Fifty-eight million individuals worldwide are affected by chronic hepatitis C virus (HCV) infection, a primary driver of liver cancer for which no vaccine is available. The HCV envelope proteins E1 and E2 form a heterodimer (E1/E2), which is the target for neutralizing antibodies. However, the higher-order organization of these E1/E2 heterodimers, as well as that of any Hepacivirus envelope protein complex, remains unknown. Here we determined the cryo-electron microscopy structure of two E1/E2 heterodimers in a homodimeric arrangement. We reveal how the homodimer is established at the molecular level and provide insights into neutralizing antibody evasion and membrane fusion by HCV, as orchestrated by E2 motifs such as hypervariable region 1 and antigenic site 412, as well as the organization of the transmembrane helices, including two internal to E1. This study addresses long-standing questions on the higher-order oligomeric arrangement of Hepacivirus envelope proteins and provides a critical framework in the design of novel HCV vaccine antigens.

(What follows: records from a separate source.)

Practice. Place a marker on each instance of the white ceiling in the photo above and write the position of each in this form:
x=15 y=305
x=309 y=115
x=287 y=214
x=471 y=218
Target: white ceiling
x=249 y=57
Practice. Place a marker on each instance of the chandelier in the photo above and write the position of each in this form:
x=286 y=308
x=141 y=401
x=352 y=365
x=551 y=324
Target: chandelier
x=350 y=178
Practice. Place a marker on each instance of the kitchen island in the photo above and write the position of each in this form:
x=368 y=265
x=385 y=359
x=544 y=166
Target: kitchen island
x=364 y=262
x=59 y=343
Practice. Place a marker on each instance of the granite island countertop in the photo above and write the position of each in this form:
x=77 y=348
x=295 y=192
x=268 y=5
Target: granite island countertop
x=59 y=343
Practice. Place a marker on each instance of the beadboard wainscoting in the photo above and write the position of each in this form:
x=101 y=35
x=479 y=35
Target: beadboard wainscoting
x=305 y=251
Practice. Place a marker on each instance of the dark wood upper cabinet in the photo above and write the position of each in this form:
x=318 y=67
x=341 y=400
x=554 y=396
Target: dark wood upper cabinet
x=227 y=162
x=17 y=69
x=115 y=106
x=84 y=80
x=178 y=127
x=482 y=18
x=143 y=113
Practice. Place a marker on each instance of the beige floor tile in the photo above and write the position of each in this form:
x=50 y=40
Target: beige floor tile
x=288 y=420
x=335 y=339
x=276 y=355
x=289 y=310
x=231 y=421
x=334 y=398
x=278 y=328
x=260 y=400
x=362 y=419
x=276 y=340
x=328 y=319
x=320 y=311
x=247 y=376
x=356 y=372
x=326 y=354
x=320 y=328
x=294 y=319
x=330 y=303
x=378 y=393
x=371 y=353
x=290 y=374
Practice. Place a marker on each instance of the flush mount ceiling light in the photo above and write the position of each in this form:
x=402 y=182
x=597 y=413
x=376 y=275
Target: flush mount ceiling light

全球有 5800 万人受到慢性丙型肝炎病毒 (HCV) 感染的影响,而 HCV 是导致肝癌的主要原因,但目前尚无针对该病毒的疫苗。HCV 的包膜蛋白 E1 和 E2 形成异二聚体 (E1/E2),是中和抗体的靶标。然而,这些 E1/E2 异二聚体的高级结构,以及任何 Hepacivirus 包膜蛋白复合物的高级结构,仍然未知。在这里,我们确定了两种以同源二聚体形式排列的 E1/E2 异二聚体的低温电子显微镜结构。我们揭示了同源二聚体如何在分子水平上建立,并深入了解 HCV 如何通过 E2 基序(如高变区 1 和抗原位点 412)以及跨膜螺旋的组织来逃避中和抗体和膜融合,包括 E1 内的两个。这项研究解决了 Hepacivirus 包膜蛋白高级别寡聚体排列的长期存在的问题,并为新型 HCV 疫苗抗原的设计提供了关键框架。